At the end of that session, Julius Sigei, then a young editor from the NMG, asked me if I, too, wanted to write a memoir, share my story, as Farah had done. I laughed and asked Julius, “Is there a story in me?” This question is today the working title of my life story, which I hope will soon see the light of day.
Julius’ answer to my question, however, was that you never know. He suggested that I could start by writing a few articles for the paper. I found that attractive, and I hesitantly embarked on the assignment. The rest, as you can see, is this now five-year old weekly chat of ours.
I do not know what role Wainaina had played in organising that event at Museum Hill. But his hosting and moderating of it obviously played a significant role in getting me to write for the media, as I am doing now. Indeed, without wanting to eclipse Wainaina’s dazzlingly brilliant creative writing, I agree with the opinion that his strongest contribution to East African literature was his “activism”.

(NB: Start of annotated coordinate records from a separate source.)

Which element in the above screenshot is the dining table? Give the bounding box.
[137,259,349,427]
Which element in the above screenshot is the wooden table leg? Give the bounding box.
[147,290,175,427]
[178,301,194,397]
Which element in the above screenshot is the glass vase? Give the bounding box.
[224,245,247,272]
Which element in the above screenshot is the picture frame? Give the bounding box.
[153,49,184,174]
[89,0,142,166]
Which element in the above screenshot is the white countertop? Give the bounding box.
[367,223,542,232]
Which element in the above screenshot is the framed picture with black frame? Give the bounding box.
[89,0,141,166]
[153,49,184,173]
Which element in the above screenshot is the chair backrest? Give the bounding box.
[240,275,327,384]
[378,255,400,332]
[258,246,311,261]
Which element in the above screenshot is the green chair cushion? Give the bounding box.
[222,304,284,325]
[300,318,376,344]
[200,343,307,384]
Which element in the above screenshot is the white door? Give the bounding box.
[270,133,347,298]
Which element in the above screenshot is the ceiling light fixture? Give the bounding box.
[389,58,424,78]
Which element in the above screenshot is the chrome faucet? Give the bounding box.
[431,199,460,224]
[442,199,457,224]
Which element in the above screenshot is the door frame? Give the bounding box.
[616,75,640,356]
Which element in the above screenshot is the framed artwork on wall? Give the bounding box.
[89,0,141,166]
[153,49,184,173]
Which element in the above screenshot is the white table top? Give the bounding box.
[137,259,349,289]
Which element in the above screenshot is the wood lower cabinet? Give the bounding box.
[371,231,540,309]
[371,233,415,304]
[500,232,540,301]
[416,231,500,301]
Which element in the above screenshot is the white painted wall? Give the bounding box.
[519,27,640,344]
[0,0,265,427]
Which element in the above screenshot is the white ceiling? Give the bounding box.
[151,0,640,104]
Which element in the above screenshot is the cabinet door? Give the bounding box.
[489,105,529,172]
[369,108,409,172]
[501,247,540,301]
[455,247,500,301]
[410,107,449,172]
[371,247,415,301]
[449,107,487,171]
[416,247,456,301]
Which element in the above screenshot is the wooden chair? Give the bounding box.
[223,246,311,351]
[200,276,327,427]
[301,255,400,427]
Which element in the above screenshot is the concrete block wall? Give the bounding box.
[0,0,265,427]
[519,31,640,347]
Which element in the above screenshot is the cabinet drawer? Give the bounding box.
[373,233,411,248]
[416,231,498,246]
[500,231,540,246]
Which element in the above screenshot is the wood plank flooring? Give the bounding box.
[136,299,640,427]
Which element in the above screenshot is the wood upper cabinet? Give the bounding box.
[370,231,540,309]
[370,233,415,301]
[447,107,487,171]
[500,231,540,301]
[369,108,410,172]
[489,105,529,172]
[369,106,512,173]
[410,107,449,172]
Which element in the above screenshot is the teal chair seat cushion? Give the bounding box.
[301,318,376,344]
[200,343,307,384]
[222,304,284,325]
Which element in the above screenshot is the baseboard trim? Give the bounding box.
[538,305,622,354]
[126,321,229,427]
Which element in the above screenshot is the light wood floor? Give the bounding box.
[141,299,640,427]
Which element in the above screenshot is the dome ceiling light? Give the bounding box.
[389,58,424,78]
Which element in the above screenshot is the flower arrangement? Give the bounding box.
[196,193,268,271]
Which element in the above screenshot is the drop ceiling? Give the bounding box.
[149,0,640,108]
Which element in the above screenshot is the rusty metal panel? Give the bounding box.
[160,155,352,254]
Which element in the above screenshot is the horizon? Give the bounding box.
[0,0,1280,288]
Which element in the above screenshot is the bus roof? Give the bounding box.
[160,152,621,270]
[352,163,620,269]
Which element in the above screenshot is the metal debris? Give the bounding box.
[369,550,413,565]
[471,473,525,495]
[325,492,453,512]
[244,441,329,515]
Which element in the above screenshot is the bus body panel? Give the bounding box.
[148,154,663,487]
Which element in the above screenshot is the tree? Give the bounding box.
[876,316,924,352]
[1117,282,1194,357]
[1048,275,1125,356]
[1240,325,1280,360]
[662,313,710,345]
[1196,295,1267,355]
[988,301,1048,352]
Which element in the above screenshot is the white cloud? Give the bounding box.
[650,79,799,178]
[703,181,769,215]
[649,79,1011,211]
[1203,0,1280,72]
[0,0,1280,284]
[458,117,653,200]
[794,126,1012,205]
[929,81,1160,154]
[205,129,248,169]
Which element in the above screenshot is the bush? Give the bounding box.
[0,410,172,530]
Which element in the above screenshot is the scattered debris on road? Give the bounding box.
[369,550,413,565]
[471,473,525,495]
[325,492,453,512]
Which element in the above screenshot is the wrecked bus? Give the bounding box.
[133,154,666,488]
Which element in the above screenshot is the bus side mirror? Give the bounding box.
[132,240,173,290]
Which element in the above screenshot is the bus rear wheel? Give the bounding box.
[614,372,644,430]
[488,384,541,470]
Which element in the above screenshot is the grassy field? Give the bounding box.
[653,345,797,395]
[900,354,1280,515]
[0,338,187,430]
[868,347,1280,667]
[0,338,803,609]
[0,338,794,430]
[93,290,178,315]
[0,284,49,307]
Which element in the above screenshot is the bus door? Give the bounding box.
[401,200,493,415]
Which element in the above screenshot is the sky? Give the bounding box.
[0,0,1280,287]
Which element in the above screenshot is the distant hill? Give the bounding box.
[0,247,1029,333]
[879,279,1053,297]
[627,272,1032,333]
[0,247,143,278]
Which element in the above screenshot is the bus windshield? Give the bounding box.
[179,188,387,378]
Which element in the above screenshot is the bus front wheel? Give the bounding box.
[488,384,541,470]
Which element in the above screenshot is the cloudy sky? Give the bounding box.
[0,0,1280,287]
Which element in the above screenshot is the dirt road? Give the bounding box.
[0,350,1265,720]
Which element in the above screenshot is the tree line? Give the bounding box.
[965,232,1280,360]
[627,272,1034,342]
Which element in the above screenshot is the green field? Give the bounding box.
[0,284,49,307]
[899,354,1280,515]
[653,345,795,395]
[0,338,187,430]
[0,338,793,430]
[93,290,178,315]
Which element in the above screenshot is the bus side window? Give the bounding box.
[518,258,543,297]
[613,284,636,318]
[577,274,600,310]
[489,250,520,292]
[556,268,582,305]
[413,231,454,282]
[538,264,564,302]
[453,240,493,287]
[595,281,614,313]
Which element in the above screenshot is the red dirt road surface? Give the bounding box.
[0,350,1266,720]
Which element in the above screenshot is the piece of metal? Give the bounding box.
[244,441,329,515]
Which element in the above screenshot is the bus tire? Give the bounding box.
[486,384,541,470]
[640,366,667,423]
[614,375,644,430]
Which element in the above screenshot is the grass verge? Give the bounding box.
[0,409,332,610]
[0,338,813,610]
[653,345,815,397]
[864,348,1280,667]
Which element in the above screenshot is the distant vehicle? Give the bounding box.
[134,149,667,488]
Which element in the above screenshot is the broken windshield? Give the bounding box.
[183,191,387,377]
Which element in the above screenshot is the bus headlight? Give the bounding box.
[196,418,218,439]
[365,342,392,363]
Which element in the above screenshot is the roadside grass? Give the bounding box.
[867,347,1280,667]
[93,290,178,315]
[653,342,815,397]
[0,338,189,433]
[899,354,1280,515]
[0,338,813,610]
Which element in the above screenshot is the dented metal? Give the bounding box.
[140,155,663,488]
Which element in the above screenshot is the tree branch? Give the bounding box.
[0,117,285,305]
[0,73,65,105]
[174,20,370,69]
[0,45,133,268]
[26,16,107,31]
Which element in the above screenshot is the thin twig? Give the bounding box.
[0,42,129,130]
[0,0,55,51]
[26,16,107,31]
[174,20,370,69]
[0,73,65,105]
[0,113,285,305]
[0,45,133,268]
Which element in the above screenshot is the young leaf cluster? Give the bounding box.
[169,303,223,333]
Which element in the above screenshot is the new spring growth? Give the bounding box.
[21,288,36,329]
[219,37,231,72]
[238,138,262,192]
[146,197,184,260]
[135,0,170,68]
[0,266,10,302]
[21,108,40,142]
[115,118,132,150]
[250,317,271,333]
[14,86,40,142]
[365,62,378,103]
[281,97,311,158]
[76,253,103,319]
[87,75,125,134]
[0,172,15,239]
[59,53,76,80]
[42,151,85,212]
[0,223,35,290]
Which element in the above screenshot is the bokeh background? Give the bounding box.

This meant his determination to make literature “happen” and to make people notice it and talk about it. Is this not what his Kwani?, first the magazine and later the Trust, which he set up with his own Caine Prize money, are all about?

KWANINI? SERIES
I heard that Binyavanga Wainaina abandoned his Bachelor of Education degree course at KU. Could he have walked out of my own beloved “Literary Theory” class? If he did, I would yell out an enthusiastic “Bravo!” to him, posthumously. It is definitely and infinitely more important to make literature than to talk about it.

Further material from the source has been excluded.